This project allows users to upload PDF files and ask questions about them. It leverages various libraries and APIs to extract text from PDFs, split the text into chunks, create embeddings, and perform question-answering tasks. Now, with the addition of a feature that allows exporting the chat history to a PDF file.
- Upload PDFs and get answers about their contents.
- Utilize various libraries and APIs for text extraction and analysis.
- Export the entire chat history to a PDF file.
This project provides a web interface for analyzing PDF files. Here's how it works:
- Setup: Enter your OpenAI API key in the provided field.
- Upload: Add one or multiple PDF files using the file uploader.

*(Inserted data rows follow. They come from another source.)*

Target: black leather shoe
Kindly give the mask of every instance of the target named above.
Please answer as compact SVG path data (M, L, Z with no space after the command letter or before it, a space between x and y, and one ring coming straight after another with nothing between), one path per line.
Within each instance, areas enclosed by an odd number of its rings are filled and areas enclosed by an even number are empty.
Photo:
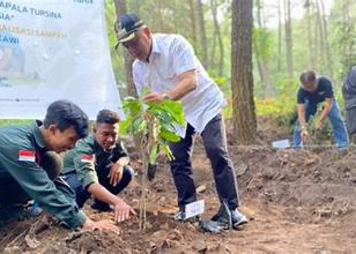
M212 217L212 220L219 221L226 224L229 224L231 218L232 226L236 227L248 223L248 220L246 216L241 213L236 209L232 210L227 211L225 205L222 204L219 209L218 212Z
M91 207L93 209L101 212L109 212L112 210L109 204L104 202L94 202Z

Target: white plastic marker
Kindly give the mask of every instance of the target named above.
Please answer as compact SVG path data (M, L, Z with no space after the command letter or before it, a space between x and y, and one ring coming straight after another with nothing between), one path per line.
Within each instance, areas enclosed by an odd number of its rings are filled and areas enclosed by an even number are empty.
M272 142L272 147L274 148L289 148L290 143L288 139L277 140Z
M205 202L203 199L198 200L186 205L185 218L190 218L193 216L201 214L204 212Z

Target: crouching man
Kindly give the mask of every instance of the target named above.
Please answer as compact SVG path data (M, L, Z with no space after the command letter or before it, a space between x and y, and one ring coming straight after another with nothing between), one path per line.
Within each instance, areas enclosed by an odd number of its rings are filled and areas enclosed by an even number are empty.
M0 211L22 208L33 199L71 229L118 231L109 221L87 218L72 189L58 176L62 161L56 153L72 148L86 136L87 121L77 106L58 101L49 106L43 122L0 129ZM11 215L4 212L0 213L2 221Z
M129 158L118 139L117 114L108 110L98 114L94 134L78 141L64 158L64 173L75 190L81 208L93 195L94 209L114 211L115 220L121 221L136 215L132 208L117 195L133 177Z

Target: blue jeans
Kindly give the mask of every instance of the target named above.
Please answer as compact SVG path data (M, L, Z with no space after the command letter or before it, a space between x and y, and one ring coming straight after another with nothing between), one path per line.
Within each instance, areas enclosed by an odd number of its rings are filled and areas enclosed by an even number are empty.
M316 112L317 105L311 104L306 102L304 104L305 110L305 119L307 121L309 117ZM328 115L330 120L331 125L334 130L334 136L335 143L338 144L339 147L345 148L348 146L349 139L346 125L340 112L340 108L337 102L334 101L333 103L331 110ZM301 126L299 120L297 119L294 126L294 133L293 134L293 145L294 147L301 147Z
M133 178L134 173L131 167L128 166L124 167L123 177L121 180L116 186L113 186L110 184L110 178L107 177L110 172L111 166L112 165L108 165L105 168L101 169L102 170L97 170L97 173L99 183L112 194L117 195L129 185L130 182ZM87 191L87 189L83 187L78 179L77 174L74 172L65 174L65 179L75 192L75 200L78 206L80 208L82 208L86 200L90 198L91 194ZM97 200L96 200L96 202L104 203Z

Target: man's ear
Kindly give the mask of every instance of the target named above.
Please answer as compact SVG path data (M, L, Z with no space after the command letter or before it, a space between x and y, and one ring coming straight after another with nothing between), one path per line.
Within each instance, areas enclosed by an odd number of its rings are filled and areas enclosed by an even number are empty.
M152 35L151 34L151 30L150 29L150 28L148 26L145 26L143 27L143 33L144 34L146 35L147 38L151 39L151 37L152 37Z
M59 129L58 129L58 126L56 124L50 124L48 126L48 131L52 135L54 135L55 132L57 130Z

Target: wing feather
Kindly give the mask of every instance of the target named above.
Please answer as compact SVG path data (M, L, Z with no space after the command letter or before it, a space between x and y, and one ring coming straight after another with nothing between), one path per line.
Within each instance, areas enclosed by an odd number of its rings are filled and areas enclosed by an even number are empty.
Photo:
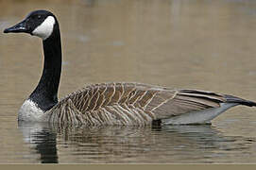
M224 95L207 91L172 90L139 83L103 83L69 94L49 113L55 122L147 125L153 120L217 108L225 101Z

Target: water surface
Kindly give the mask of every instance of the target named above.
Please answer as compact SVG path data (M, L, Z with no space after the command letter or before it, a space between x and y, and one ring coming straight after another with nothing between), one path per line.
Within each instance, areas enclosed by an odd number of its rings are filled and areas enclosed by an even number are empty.
M0 30L29 11L59 18L59 97L91 83L132 81L256 101L253 0L0 1ZM0 162L256 162L256 110L236 107L212 126L63 128L18 124L43 66L40 39L0 33Z

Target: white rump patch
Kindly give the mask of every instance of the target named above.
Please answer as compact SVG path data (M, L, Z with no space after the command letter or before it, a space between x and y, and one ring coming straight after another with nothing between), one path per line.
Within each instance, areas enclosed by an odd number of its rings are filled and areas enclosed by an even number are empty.
M211 108L199 111L192 111L168 119L162 119L163 125L189 125L189 124L208 124L231 107L238 105L237 103L221 103L219 108Z
M53 32L53 27L55 25L55 19L53 16L48 16L39 26L37 26L32 34L46 40Z

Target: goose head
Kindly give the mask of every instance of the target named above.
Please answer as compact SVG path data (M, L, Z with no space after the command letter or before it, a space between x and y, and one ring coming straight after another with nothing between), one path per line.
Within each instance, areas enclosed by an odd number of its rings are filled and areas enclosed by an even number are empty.
M28 33L44 41L52 35L55 29L59 29L59 24L52 12L35 10L30 12L22 22L6 28L4 33Z

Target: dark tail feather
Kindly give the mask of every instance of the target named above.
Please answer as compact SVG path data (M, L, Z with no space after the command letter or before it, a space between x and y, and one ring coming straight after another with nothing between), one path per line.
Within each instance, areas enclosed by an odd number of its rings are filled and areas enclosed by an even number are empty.
M228 95L228 94L224 95L224 97L226 98L227 103L238 103L240 105L245 105L248 107L256 107L256 103L253 101L245 100L243 98L239 98L239 97Z

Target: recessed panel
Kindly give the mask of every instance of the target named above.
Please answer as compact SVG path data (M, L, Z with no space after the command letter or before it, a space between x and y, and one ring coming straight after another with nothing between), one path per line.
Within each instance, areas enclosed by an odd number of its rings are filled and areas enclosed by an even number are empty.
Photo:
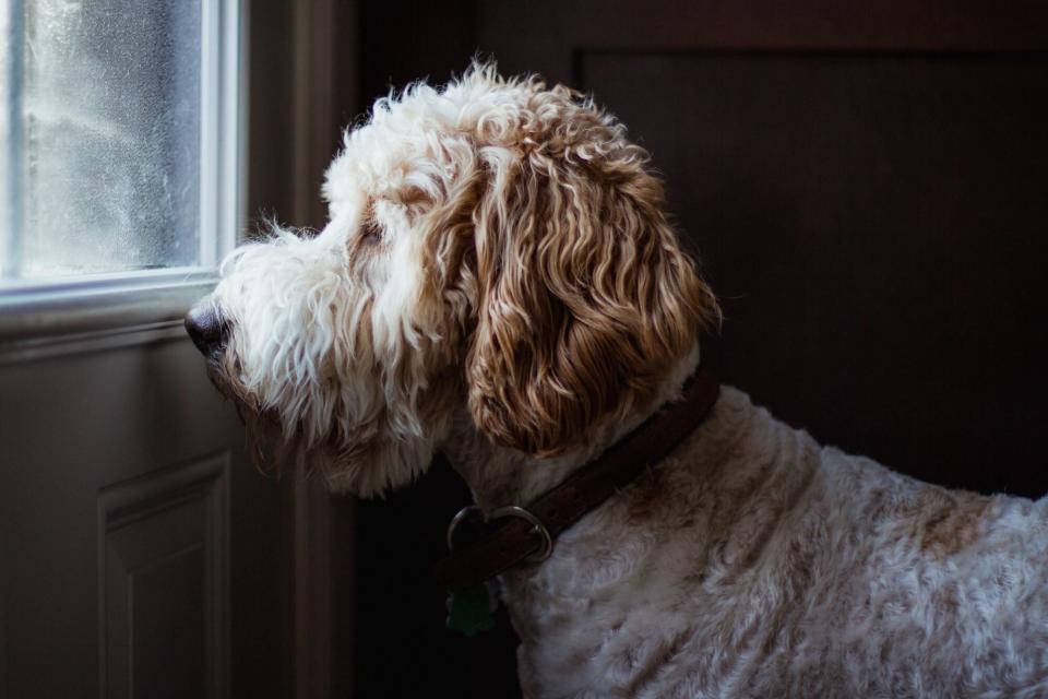
M103 491L103 696L223 695L226 488L227 461L216 457Z

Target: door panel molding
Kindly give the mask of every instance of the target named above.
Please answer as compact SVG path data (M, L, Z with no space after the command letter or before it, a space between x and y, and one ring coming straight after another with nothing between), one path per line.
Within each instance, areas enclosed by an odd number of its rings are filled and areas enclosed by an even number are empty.
M226 696L229 464L224 451L99 491L99 696Z

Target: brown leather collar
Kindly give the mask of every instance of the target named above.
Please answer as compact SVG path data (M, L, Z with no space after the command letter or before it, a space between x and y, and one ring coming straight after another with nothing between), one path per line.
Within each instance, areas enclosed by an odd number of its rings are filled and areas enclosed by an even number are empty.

- Processing: Click "Process PDFs" to extract text and create an indexed knowledge base.
- Query: After processing, ask questions about the content.
- Answers: Receive relevant information from the database.
- Export: Save the entire chat conversation to a PDF file.
-
Install the necessary libraries:
pip install -r requirements.txt
-
Have an OpenAI API key. Sign up at OpenAI if you don’t have one.
-
Clone the repository:
git clone https://github.com/thaisaraujom/PDF-Insights.git
-
Install the dependencies.
-
Set your OpenAI API key as an environment variable or input it when prompted.
-
Run the code:
streamlit run app.py
The Streamlit application will open in your default web browser.
- 📄 Supports PDF files only.
- 📜 Extracted text is broken down into smaller chunks to enhance performance.
- ❓ Ask questions using the provided text input field.
- 🔄 A spinner is displayed during extraction or questioning tasks.
- 🔒 Keep your OpenAI API key secure.
Explore and analyze different PDFs using this code!